Digital Video for the Next Millennium


This publication is copyright 1999 by the Video Development Initiative (ViDe). The document may not be reproduced, in whole or in part, without written permission from ViDe, except that a single copy for personal use may be printed by the reader. Please direct all comments to the author of this white paper.

   


Section Two: Video Encoding Standards
MPEG-4 (ISO/IEC 14496 MPEG-4)

MPEG-4 ISO/IEC 14496 MPEG-4, the latest encoding standard from MPEG, was finalized in October 1998 and should be ratified as a standard in the first half of 1999. MPEG-4 arose from a need to have a scalable standard supporting a wide bandwidth range from streaming video at less than 64 Kbit/sec, suitable for Internet applications, to approximately 4 Mbit/sec for higher-bandwidth video needs. MPEG-4 also arose from a desire, as digital encoding matures, to advance beyond simple conversion and compression to object recognition and encoding, as well as the provision of synchronized text and metadata tracks, to create a digital file that carries a meaning greater than the sum of its individual parts.

MPEG-4 supports both progressive and interlaced video encoding. The standard is object-based, coding multiple video object planes into images of arbitrary shape. Successive video object planes (VOPs) belonging to the same object in the same scene are encoded as video objects. MPEG-4 supports both natural ("analog") and synthetic ("computer-generated") data coding. Some VRML technology is incorporated to encode dimensionality.

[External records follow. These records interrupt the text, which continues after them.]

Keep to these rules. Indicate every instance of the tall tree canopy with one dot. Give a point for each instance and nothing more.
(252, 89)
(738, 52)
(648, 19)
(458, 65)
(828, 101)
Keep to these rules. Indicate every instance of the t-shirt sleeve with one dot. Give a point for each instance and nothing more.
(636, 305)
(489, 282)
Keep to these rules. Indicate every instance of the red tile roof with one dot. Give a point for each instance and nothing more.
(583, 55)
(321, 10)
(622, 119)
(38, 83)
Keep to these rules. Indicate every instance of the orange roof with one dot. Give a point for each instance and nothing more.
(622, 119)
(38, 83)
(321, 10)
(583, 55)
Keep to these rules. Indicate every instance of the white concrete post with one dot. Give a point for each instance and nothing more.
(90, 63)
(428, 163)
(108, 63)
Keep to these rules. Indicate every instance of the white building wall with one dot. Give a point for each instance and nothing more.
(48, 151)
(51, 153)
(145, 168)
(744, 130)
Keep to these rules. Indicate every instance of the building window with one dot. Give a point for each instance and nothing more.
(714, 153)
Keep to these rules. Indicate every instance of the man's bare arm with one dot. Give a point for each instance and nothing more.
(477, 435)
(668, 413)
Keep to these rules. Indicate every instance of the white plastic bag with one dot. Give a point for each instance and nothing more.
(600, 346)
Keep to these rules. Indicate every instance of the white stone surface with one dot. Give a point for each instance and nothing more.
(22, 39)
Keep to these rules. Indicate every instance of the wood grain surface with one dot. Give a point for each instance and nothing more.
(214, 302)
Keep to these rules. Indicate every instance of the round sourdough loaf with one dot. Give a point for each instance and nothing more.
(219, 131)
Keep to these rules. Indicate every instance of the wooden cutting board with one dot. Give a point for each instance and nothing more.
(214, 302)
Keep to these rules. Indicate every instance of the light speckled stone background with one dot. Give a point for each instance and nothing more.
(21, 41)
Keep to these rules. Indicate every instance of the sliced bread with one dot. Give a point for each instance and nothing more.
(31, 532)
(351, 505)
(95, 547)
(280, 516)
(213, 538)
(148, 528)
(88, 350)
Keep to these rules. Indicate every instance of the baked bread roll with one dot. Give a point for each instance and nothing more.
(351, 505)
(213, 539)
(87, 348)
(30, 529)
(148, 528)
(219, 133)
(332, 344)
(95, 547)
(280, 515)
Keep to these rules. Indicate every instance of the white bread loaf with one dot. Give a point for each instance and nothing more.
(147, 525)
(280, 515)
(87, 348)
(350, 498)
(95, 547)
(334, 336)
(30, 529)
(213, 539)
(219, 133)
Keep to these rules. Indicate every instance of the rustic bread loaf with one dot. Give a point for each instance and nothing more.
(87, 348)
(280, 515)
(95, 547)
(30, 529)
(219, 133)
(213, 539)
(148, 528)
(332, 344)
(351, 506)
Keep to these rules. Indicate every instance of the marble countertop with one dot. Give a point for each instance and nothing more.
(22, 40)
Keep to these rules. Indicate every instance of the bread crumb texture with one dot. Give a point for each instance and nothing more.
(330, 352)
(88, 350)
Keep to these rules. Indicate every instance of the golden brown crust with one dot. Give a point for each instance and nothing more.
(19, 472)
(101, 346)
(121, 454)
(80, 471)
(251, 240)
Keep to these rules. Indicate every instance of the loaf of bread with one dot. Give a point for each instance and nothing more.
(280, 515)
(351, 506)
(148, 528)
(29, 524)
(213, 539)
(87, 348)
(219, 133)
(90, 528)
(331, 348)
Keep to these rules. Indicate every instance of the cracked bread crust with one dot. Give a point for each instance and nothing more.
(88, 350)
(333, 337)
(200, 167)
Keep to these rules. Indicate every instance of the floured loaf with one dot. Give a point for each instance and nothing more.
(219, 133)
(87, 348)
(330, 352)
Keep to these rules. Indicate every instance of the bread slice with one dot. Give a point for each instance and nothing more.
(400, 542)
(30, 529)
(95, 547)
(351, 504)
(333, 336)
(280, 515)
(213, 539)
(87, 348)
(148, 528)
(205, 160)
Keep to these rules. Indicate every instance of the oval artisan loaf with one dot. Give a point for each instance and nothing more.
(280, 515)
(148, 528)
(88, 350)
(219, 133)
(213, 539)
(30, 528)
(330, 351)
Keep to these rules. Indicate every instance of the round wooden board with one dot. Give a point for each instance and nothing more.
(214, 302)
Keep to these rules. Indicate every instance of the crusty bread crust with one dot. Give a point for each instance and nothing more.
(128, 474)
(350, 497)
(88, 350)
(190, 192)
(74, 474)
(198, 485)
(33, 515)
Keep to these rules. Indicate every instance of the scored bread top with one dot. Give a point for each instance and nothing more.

MPEG-4 compression provides temporal scalability utilizing object recognition, providing higher compression for background objects, such as trees and scenery, and lower compression for foreground objects, such as an actor or speaker-much as the human eye filters information by focusing on the most significant object in view, such as the other party in a conversation. Object encoding provides great potential for object or visual recognition indexing, based on discrete objects within a frame rather than requiring a separate text-based or storyboard indexing database. In addition, MPEG-4 provides a synchronized text tract for courseware development and a synchronized metadata track for indexing and access at the frame level.